When I sat in the holding area at Lew Sterrett in Dallas, on the morning of my birthday, November 20 2007, I asked the other girls why they were arrested. By far the majority who sat in there most of the day were picked up for outstanding traffic violation fees. These looked to be mainly Hispanic working women with children at home working at low paying jobs (many of them two jobs plus the hubby out working a low paying job) and who couldn't afford to pay the fines. I was in for not paying my probation fees (after I had to give up my teacher and daycare licenses after a SIDS death occurred in my home in 2000), and for operating a website (jackiebuffalo.com); basically the same as contempt of court since I was ordered not to post any of my case information on my website.

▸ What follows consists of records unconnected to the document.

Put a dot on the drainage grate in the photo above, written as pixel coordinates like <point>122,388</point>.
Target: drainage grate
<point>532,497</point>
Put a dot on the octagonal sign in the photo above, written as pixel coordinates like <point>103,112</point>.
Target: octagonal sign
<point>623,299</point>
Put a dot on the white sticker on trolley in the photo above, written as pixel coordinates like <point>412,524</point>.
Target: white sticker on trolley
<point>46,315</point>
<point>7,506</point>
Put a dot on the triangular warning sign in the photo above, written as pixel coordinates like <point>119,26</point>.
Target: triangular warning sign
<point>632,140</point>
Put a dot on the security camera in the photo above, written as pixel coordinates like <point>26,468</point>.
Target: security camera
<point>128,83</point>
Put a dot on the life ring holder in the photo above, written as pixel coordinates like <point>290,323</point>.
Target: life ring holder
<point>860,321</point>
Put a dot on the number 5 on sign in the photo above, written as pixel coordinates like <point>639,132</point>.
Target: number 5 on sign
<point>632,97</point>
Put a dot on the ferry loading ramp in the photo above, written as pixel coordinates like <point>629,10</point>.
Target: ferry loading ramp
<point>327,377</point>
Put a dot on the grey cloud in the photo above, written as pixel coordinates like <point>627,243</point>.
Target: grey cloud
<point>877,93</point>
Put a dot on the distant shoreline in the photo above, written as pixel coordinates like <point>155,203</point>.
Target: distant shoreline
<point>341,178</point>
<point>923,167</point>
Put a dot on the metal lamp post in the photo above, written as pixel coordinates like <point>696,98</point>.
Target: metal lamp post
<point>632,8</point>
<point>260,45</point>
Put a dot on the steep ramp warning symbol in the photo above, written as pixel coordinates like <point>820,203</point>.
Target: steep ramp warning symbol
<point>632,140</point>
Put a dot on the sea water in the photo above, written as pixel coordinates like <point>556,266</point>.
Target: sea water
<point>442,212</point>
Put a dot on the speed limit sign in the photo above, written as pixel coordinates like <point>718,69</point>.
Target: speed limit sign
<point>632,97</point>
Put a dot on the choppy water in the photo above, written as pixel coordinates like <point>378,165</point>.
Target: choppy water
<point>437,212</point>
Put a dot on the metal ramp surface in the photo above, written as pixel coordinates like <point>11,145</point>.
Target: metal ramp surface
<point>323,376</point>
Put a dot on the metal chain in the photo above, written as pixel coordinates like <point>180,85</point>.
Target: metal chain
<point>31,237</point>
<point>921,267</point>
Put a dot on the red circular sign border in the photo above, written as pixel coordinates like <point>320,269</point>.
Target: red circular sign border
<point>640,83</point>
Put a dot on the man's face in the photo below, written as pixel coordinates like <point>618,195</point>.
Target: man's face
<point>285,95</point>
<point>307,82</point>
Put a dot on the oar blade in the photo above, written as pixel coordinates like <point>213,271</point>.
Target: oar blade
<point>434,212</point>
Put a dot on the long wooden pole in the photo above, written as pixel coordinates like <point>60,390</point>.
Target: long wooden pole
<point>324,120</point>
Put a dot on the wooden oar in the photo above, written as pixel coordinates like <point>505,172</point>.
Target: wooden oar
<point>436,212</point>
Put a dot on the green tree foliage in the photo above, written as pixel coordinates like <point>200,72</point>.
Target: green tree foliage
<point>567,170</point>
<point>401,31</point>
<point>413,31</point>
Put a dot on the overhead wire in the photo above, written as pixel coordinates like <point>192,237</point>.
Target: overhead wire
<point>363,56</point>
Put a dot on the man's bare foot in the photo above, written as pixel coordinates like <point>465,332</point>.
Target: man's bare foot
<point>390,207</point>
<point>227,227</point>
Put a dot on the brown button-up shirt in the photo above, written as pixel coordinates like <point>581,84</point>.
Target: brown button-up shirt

The prosecutor who knew that my son's father and his family was kicking in to pay our rent told the judge that we were "living in a gated community" - along with photographs of our access gates, implying that I was holding out on the great State of Texas. Meanwhile, the courthouse goonies had their bud, the mailman, take our rent for the month of November, in the attempt to get my son and I evicted at the same time as my arrest.
I can tell you that it is very difficult not to have contempt for this kind of behavior and system.
What I saw while I was in Lew Sterrett for 8-9 days over the Thanksgiving holiday resembled nothing of what this country was founded on. Really shocking.

Meanwhile, I had a chronically ill child at home. The 2 fine officers who came to the door the morning of my arrest told my son that they were there "to investigate the claims of a 12 year old being neglected". My son told them that he didn't know where they got their information, but that it wasn't correct. They couldn't even get his age right, missing it by four years.
Well, what is being posted here on Grits is all fine and good, but I can tell you that the poor in Texas already know what time it is.

Anonymous said...

This whole program is so unethical in the first place, this is like the pot calling the kettle black.But I believe in what goes around comes around and I hope this comes back to bite them all on the ass!

Anonymous said...

One more tragic example of the damage Rick Perry has done & will continue to do to the state of Texas. Has anyone thought about how much of the surcharges collected are being put toward paying the salaries of MSB employees? Shameful!! I have lived in Texas all my life, and am seriously considering re-locating to-anywhere but here!!